Personal Statement (for those with the Graduate School focus)
This essay may be the single most influential component of a graduate school application. The statement you write for this portfolio gives you a forum for presenting yourself to the admissions committee, scholarship committee, and others who want to know something about you.
In preparation for writing the statement, read the document “Preparing Personal Statements” at: http://www.creighton.edu/soar/preparingapps/statements/. Here are a few of their suggestions:
- find and use your voice
- use concrete examples of what you’ve done
- avoid generalizations, such as “I’m good with people”
- proofread and edit (and ask others to proofread and make suggestions about) your statement to be sure it is free of grammatical and typographical errors, and informal language, “I’m okay with sciences but weak in math”

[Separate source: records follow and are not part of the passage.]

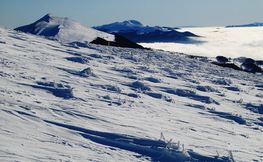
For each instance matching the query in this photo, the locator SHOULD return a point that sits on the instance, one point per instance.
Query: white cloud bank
(229, 42)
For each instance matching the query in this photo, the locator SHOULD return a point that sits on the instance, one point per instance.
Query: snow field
(121, 104)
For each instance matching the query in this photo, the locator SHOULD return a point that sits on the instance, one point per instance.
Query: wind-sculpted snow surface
(61, 102)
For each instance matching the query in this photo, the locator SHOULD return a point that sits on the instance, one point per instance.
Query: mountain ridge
(139, 33)
(64, 29)
(246, 25)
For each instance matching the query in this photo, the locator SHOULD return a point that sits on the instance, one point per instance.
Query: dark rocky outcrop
(120, 41)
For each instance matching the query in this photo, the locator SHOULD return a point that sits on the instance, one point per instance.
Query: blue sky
(173, 13)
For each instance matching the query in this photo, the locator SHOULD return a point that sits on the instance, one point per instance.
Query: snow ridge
(64, 30)
(101, 103)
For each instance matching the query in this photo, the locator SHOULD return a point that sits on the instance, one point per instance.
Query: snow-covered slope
(101, 103)
(140, 33)
(130, 25)
(64, 29)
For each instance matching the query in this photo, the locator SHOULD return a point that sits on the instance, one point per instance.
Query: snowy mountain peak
(132, 23)
(140, 33)
(64, 30)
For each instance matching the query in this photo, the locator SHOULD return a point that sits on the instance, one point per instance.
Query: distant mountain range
(70, 31)
(246, 25)
(140, 33)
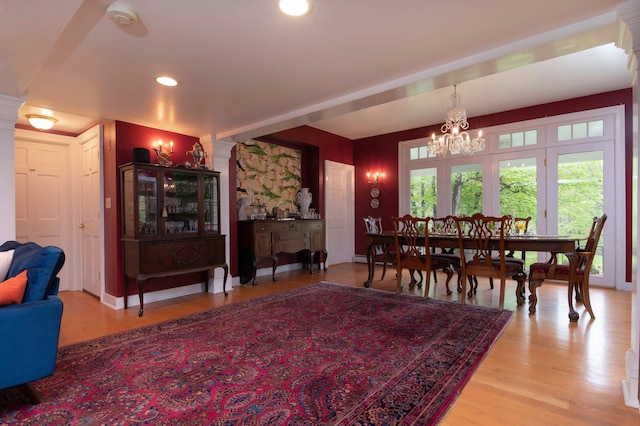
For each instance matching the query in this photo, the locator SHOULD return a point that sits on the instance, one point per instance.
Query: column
(8, 117)
(629, 40)
(219, 154)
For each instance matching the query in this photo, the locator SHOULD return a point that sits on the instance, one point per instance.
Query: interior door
(42, 198)
(339, 212)
(91, 253)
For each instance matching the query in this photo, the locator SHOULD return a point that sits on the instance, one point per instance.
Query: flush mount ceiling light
(166, 81)
(41, 122)
(122, 14)
(295, 7)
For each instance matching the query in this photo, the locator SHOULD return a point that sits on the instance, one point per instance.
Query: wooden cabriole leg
(533, 295)
(30, 393)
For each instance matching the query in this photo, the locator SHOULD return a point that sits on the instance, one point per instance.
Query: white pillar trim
(629, 16)
(219, 153)
(9, 107)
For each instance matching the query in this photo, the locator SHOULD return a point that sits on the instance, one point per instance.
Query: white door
(91, 253)
(339, 212)
(42, 198)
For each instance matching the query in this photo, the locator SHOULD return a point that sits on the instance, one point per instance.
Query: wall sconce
(41, 122)
(164, 156)
(373, 179)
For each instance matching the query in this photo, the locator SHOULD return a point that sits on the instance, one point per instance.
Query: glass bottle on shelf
(180, 211)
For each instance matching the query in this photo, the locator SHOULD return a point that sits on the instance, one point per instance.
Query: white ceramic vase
(304, 200)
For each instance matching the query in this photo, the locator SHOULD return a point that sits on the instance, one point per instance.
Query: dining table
(536, 243)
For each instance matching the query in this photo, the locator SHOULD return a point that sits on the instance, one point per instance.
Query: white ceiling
(355, 68)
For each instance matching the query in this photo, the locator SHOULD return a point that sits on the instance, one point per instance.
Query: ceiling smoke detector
(122, 14)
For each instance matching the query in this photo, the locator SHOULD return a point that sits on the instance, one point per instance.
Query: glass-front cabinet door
(169, 202)
(180, 210)
(211, 204)
(140, 202)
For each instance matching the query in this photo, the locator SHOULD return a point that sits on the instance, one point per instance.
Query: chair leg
(472, 278)
(503, 284)
(533, 296)
(427, 285)
(520, 278)
(584, 291)
(30, 393)
(398, 280)
(463, 280)
(449, 271)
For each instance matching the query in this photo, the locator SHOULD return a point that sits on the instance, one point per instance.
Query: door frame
(95, 132)
(349, 171)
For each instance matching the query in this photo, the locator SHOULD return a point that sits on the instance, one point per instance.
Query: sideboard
(264, 239)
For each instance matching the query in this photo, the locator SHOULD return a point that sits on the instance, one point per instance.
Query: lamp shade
(41, 122)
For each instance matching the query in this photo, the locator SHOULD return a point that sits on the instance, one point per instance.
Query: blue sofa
(30, 330)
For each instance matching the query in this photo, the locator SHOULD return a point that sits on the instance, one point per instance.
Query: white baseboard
(630, 383)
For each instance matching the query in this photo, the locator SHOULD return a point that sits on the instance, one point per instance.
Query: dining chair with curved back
(551, 270)
(476, 236)
(411, 237)
(380, 253)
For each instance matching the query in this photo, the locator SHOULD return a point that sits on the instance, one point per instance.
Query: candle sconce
(374, 178)
(163, 156)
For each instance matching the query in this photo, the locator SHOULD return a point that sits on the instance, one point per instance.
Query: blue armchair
(30, 330)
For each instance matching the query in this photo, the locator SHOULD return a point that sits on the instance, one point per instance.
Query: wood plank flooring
(543, 370)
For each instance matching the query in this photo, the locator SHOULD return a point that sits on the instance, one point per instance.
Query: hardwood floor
(542, 370)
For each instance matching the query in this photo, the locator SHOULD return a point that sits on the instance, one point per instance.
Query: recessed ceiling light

Cover Letter (for those with the Employment focus)
A cover letter is a way to introduce yourself to a potential employer. This letter should include details about yourself and why you feel you are qualified for the position. Summarize your undergraduate experiences, your strengths and weaknesses, the reasons you are applying and how they will help you meet your professional goals.
Write a cover letter to a prospective employer. The letter, which should accompany your resume, should summarize why you are interested in the job and what qualifications and skills make you an ideal candidate or match for the position. Limit your letter to one page.